While he has done much for the public good in many ways, his greatest gift has been that of the Converse Memorial Building, in which the Malden Public Library has its home. This exquisite gift, which is one of the finest library buildings in the country, and which its talented designer, the late Henry H. Richardson, considered as one of his greatest works in many qualities, is in every way worthy of the noble uses to which it is dedicated. It was built by Mr. and Mrs. Converse as a memorial of their eldest son, whose tragic death caused a thrill of pity and sympathy throughout the community; and it is characteristic of the donors, who are ever one in good works, that their wish to preserve his memory bore the fruitage of a great public benefaction.

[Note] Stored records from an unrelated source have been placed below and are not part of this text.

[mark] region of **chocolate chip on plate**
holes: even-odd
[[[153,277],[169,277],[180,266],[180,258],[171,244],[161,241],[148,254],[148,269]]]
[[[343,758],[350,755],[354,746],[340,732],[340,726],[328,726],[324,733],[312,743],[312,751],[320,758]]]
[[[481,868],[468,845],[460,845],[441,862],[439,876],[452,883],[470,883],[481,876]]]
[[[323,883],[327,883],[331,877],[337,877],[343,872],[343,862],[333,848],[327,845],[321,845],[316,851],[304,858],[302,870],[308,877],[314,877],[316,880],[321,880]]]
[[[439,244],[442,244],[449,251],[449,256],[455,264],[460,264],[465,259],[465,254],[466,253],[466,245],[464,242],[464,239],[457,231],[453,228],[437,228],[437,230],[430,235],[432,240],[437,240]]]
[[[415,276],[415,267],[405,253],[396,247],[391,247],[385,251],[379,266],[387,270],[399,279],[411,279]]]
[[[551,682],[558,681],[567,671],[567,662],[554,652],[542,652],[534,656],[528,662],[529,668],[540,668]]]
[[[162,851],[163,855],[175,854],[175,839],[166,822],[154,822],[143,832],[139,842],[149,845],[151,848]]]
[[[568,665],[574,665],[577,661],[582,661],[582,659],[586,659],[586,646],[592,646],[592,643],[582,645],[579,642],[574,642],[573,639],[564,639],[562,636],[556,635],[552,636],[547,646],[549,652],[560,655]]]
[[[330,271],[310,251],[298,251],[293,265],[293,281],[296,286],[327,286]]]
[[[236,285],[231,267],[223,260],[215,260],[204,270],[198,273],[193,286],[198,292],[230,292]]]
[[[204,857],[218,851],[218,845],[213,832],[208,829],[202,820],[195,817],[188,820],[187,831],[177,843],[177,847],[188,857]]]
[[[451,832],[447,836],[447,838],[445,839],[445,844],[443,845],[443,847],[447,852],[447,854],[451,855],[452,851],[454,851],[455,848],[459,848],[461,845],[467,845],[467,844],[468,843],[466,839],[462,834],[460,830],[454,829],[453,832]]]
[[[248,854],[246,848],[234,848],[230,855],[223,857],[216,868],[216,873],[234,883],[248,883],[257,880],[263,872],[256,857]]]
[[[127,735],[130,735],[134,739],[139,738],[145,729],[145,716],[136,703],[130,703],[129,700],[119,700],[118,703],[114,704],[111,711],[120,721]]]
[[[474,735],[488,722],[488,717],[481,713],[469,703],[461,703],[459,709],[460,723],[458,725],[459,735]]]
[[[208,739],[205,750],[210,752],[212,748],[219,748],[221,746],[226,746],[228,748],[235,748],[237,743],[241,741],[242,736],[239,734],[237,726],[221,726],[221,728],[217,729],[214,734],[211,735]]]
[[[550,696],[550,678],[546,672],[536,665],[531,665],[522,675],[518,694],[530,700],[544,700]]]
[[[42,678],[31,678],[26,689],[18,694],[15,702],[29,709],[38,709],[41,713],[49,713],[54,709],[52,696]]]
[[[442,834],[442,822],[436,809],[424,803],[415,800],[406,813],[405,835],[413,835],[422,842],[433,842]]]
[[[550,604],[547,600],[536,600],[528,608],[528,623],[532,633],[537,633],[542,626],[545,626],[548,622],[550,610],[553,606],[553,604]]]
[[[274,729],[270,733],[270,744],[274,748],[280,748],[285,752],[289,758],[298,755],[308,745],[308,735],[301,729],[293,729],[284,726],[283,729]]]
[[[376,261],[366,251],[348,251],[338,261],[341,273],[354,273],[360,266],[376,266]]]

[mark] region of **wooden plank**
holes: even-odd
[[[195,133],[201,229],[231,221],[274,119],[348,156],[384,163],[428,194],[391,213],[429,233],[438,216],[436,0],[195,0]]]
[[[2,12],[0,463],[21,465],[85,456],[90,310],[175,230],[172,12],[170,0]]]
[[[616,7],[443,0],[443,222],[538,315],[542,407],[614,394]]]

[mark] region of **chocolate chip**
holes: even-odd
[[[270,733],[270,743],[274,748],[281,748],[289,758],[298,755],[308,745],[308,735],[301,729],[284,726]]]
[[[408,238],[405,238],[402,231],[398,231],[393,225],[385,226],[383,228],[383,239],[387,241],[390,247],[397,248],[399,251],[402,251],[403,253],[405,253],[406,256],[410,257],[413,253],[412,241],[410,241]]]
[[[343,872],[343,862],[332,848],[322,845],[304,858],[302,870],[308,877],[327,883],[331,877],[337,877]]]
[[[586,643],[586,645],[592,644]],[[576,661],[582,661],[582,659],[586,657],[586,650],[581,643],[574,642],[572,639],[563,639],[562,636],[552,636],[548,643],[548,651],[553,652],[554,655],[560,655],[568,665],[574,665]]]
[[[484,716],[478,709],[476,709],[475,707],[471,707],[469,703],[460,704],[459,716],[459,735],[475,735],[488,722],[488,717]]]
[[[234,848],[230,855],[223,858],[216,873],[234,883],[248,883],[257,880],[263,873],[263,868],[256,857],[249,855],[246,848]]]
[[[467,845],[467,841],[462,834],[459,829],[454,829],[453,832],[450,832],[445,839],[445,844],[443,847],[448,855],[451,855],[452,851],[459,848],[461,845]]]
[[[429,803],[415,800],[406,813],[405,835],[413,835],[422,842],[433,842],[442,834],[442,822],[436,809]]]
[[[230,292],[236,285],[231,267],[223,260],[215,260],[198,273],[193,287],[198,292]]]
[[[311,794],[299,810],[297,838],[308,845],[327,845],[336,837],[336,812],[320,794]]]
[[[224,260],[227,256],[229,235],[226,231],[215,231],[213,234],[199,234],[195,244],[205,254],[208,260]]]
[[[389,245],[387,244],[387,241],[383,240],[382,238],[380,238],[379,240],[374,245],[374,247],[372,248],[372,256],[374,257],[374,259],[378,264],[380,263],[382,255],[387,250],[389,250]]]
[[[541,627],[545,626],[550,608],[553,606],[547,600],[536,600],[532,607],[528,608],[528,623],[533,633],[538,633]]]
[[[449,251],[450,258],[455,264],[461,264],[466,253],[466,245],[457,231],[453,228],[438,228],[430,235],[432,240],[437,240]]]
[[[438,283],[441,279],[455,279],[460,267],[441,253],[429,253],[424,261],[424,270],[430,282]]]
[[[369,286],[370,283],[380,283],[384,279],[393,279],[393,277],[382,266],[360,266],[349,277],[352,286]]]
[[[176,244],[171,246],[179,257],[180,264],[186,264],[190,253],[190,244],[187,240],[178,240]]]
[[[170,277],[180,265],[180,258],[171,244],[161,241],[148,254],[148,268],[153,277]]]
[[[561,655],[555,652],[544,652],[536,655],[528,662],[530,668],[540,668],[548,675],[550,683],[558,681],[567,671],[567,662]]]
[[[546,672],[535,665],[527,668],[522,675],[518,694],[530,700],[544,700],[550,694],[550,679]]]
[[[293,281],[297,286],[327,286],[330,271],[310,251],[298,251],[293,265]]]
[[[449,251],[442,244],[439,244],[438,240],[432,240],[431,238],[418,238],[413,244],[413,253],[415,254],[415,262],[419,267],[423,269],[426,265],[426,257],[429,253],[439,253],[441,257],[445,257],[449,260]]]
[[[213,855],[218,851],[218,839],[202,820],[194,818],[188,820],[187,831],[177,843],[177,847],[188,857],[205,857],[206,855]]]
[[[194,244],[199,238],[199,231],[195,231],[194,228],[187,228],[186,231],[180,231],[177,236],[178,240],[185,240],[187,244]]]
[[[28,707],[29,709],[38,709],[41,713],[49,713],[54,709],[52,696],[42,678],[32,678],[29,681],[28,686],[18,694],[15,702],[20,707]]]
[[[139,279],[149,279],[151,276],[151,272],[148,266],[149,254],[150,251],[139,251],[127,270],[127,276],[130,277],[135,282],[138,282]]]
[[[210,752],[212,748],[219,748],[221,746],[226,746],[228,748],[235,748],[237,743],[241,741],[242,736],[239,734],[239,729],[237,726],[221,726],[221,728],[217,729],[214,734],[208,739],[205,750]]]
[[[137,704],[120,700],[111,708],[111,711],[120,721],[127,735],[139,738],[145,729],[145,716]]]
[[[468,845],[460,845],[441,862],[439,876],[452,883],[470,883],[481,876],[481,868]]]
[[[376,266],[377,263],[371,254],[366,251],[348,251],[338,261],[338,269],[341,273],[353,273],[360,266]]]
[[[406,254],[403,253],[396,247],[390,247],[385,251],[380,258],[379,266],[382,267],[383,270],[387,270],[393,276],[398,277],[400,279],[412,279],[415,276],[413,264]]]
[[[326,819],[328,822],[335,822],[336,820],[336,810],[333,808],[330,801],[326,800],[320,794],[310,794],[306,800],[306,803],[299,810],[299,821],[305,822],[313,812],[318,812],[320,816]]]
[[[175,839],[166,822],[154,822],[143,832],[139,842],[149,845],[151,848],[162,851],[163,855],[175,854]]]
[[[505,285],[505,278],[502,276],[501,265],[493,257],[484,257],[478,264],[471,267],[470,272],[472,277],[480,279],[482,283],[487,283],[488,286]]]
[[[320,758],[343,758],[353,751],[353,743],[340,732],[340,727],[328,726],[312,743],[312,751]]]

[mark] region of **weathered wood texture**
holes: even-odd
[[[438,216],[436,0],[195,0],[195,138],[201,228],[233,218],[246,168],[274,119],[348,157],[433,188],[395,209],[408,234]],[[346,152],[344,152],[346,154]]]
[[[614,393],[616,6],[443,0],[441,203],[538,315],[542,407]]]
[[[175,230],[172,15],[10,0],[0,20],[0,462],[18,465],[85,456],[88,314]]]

This building, when completed, was given to the trustees of the Malden Public Library, “for the benefit of the inhabitants of the city of Malden.” It is of brown sandstone from the Longmeadow quarries, and is in the Romanesque style, in which Mr. Richardson did so much noble and effective work. It is dependent upon form and proportion for its beauty, rather than upon exaggerated details and startling effects. Ornament it has, but its mouldings and graceful carvings were placed by the hand of an artist as if they grew from necessity in their places. There is nothing obtrusive in its features, nor is there a straining for effect; but it is picturesque in an eminent degree, and its picturesqueness, in all its parts, is a natural result of a perfect adaptability to structural necessity, and so fulfils a high artistic law.
Besides the library room and a large and convenient reading room, the building contains a noble room for an art gallery, which is filled with pictures which are valuable in themselves, and more valuable as a means of education and as promoters of public taste. Statues and pictures are in all parts of the building. In works of art Mr. and Mrs. Converse have been liberal givers, and their gifts in books for the library, and in funds for its improvement and maintenance have been unstinted and frequent. The memorial which they have raised will never decay, nor grow old, for it is a benefaction which has in it the spirit of eternal youth.